De nombreux poids lourds du gouvernement Trudeau venaient du Québec (Trésor, Affaires étrangères, Agriculture, Développement économique, Innovation et Industrie, Justice et Patrimoine). Ils pouvaient intervenir au Cabinet pour convaincre leurs collègues du reste du pays de ne pas froisser inutilement le gouvernement Legault. Ils ont sans doute joué un rôle dans les ententes asymétriques conclues pour le logement et les travailleurs immigrants temporaires, en plus du chèque de 6 milliards versé sans condition pour les garderies et du projet de réforme de la Loi sur les langues officielles.

Ces Québécois fédéraux se sentent trahis. Et ils craignent que leur influence diminue. Leurs collègues du reste du pays hésiteront à satisfaire le Québec. À quoi bon si c’est pour se faire traiter de « danger » et de « menace » ?

Les bâtisseurs de pont seront recherchés…

Les relations entre Québec et Ottawa étaient meilleures qu’on le prétend. Plusieurs ministres caquistes s’entendaient bien avec leur homologue fédéral.
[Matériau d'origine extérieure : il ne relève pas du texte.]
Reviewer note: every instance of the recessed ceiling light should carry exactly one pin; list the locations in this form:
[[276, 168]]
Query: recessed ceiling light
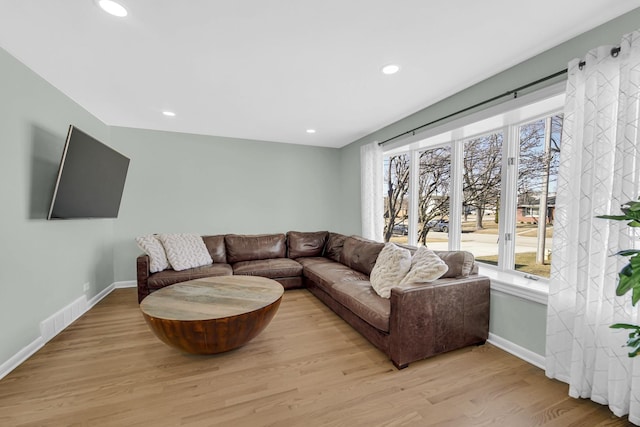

C’est le cas, me dit-on, de Sonia LeBel avec Dominique LeBlanc, de Pierre Fitzgibbon avec Mélanie Joly et François-Philippe Champagne, ou encore de Jean Boulet avec Filomena Tassi. Et M. Trudeau a nommé un lieutenant québécois, Pablo Rodriguez, pour superviser les dossiers et désamorcer les crises.

Entre Justin Trudeau et François Legault, les relations sont plus difficiles. Leurs personnalités les opposent, et leurs idées aussi. Mais leurs cabinets ont tout de même réussi à collaborer.

Ironiquement, M. Legault se vantait il y a deux semaines des ententes négociées avec le fédéral, comme pour le secteur aéronautique, l’internet à haute vitesse en région ou encore l’usine Lion de batteries électriques.

Reporté au pouvoir, M. Trudeau ne ressent plus l’urgence de multiplier ainsi les annonces. Ou, du moins, il ne brûlera pas d’envie de faire aboutir les dossiers d’ici l’été prochain pour aider à la réélection des caquistes. Surtout pas le troisième lien Québec-Lévis.

Le fédéral finance les infrastructures par l’entremise de deux fonds, consacrés au transport collectif et aux projets verts. Au mieux, une toute petite portion du tunnel y serait admissible. Les libéraux n’accéléreront pas davantage l’étalement urbain avec une enveloppe verte. Ils ne trahiront pas leurs principes pour faire plaisir à M. Legault.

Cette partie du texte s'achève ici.